A DRUG dealer from Huddersfield has become the final member of a massive smuggling ring to be jailed.

Tahier Chand has been locked up for five years after police made 36 arrests during Operation Oak.

The massive crackdown was into a £1.5m drug peddling ring and has seen 36 gang members jailed for a total of more than 167 years.

In a hearing at Preston Crown Court, Chand, 34, of Manchester Road, Huddersfield , was jailed for five years after pleading guilty to conspiracy to supply heroin.

He is the 36th person to be sentenced in connection with Operation Oak.

Details of the full investigation can only now be made public due to reporting restrictions which were lifted following a hearing at Preston Crown Court.

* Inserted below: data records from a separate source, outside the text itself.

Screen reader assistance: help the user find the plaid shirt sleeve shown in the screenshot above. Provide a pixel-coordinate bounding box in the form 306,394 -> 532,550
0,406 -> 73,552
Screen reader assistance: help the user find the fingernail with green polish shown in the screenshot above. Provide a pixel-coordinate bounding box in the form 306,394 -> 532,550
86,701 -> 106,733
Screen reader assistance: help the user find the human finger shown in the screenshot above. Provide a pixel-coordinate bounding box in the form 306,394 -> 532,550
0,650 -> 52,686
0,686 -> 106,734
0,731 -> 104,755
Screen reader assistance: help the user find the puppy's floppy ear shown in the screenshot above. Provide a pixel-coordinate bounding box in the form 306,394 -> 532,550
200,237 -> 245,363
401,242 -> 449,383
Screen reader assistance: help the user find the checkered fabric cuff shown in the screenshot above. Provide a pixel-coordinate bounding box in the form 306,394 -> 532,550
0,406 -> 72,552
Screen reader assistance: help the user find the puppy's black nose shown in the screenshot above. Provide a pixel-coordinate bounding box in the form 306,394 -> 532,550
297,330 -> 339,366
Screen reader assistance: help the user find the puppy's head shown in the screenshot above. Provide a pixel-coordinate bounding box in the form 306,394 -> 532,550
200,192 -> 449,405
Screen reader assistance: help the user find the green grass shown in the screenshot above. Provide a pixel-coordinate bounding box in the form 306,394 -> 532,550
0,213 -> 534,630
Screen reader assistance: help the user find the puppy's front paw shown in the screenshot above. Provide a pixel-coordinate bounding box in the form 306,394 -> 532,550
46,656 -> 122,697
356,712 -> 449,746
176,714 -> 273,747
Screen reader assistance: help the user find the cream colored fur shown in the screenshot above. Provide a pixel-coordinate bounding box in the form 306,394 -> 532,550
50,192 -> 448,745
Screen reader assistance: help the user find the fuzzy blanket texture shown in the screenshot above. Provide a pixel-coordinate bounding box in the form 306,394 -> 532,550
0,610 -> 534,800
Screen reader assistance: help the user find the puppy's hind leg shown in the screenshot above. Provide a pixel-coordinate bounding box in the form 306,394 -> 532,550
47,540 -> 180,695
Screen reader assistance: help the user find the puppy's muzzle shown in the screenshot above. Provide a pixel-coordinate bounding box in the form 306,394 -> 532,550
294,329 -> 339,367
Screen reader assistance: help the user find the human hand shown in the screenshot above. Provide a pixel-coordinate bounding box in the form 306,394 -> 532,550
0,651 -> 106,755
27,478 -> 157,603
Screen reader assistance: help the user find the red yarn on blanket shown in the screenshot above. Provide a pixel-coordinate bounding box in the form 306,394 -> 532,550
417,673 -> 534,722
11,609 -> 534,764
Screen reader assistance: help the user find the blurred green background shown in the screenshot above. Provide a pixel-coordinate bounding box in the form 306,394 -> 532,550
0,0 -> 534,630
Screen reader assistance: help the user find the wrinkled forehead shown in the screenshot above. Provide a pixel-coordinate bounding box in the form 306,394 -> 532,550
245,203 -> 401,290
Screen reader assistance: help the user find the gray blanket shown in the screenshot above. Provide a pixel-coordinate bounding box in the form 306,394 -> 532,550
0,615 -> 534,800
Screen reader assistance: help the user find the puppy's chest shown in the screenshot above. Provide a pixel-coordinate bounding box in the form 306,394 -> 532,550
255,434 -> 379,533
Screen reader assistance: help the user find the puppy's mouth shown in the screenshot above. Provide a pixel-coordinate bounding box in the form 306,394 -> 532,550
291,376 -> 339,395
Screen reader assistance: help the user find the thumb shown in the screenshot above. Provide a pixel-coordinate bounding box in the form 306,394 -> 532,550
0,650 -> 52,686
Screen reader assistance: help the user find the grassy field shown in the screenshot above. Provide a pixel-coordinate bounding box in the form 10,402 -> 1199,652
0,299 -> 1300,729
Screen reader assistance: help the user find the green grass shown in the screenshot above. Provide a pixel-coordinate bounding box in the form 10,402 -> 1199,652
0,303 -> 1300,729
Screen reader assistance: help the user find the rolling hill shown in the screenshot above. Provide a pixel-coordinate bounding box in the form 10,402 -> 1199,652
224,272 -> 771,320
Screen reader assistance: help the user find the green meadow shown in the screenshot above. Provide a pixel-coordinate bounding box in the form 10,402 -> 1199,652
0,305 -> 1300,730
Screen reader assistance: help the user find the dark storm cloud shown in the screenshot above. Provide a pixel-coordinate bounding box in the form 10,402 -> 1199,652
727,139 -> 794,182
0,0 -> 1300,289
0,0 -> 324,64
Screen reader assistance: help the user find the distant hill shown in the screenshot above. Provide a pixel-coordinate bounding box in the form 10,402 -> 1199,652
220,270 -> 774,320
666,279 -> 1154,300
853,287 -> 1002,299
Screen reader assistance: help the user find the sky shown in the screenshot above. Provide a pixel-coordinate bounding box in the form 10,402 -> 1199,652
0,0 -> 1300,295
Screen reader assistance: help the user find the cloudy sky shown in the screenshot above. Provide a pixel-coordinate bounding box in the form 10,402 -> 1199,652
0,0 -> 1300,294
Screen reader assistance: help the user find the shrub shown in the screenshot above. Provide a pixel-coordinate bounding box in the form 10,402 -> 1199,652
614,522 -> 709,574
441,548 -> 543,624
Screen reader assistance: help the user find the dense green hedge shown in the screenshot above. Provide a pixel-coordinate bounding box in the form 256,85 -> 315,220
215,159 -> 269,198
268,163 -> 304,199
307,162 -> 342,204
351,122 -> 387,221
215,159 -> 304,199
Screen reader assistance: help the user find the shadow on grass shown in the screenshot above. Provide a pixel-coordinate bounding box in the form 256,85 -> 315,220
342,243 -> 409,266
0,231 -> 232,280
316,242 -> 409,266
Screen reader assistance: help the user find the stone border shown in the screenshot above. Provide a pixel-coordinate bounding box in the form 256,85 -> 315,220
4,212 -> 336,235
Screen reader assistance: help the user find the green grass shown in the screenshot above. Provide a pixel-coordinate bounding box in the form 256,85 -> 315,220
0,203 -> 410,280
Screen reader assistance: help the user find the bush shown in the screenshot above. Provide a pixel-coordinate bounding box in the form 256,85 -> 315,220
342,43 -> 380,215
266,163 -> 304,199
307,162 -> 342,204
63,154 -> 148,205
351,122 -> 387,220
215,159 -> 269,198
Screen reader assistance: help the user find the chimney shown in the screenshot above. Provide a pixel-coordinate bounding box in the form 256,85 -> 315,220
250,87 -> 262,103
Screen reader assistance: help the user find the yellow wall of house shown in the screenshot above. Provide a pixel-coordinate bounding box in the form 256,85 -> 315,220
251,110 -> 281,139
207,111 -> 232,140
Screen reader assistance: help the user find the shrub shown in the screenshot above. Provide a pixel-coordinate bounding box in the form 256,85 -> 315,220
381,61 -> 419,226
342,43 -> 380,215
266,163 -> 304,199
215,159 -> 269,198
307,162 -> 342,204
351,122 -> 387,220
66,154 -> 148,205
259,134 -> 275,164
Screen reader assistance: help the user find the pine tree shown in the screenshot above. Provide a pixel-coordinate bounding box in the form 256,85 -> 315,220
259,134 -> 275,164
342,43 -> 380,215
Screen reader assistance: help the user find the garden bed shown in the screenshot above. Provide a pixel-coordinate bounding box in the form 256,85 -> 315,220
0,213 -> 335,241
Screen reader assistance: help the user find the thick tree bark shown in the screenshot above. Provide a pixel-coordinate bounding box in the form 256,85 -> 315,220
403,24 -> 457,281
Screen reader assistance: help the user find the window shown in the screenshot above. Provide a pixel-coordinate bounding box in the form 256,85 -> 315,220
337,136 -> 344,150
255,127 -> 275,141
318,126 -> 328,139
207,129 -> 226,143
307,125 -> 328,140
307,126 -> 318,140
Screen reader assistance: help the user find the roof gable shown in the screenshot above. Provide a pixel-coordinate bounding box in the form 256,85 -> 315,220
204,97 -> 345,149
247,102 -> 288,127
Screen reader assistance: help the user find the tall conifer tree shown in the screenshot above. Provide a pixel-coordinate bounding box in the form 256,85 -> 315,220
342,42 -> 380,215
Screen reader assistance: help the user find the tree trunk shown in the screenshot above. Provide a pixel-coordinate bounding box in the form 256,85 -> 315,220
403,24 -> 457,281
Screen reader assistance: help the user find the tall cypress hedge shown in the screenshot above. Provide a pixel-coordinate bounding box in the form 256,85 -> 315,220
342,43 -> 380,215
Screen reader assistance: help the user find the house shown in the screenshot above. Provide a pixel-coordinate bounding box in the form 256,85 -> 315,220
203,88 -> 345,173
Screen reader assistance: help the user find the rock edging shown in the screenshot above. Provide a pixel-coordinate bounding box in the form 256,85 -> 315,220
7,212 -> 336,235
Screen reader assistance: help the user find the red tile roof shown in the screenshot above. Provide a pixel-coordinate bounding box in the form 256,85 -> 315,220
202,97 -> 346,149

Members of the drugs gangs who worked together to peddle over £1.5m of heroin and cocaine across the border in Lancashire and other parts of the country, have been jailed for a total of 167 years and one month.

The sentencing took part as a result of Operation Oak, a covert Lancashire Constabulary Serious and Organised Crime Operation into the activities of criminal gangs operating in West Yorkshire, Blackburn and Preston, as well as other parts of Cumbria, Merseyside and as far away as Berkshire.

They were arrested in a series of early morning raids in August and September 2011 after a major police operation involving hundreds of police officers from across the northwest.

During the various investigations which followed, over £1.5m worth of drugs were seized by police, along with over £200,000 in cash.

Det Supt Lee Halstead, of Lancashire Constabulary’s Serious and Organised Crime Unit, said: “Operation Oak has dismantled a network of drugs gangs responsible for the supply of over £1.5m worth of cocaine and heroin across northern England.

“It has resulted in the recovery of huge sums of cash.

“As a result these people, who did not have a legitimate income, led comfortable and in some cases quite affluent lifestyles, acting as negative role models to young people.

“This was at the expense and misery of other residents in the community, whose lives were blighted by the effects of drug dealing and associated violence in their neighbourhoods.

“This has been a large-scale investigation and we have worked closely with officers from our neighbouring forces and the Crown Prosecution Service.”

Det Supt Lee Halstead added: “Our planned Behind Bars campaign should now remind everyone that 167 years in prison is proof that crime certainly does not pay.”

Joanne Cunliffe, Crown Advocate from the CPS North West Complex Casework Unit added: “The fact that 36 individuals have been brought to justice for their involvement in the large scale supply of Class A drugs across the north of England is a testament to the close partnership between the CPS, Lancashire Police, Cumbria Police and other neighbouring forces.

“The message is clear: we will not tolerate the supply of drugs on our streets and we are wholly committed to prosecuting those responsible.”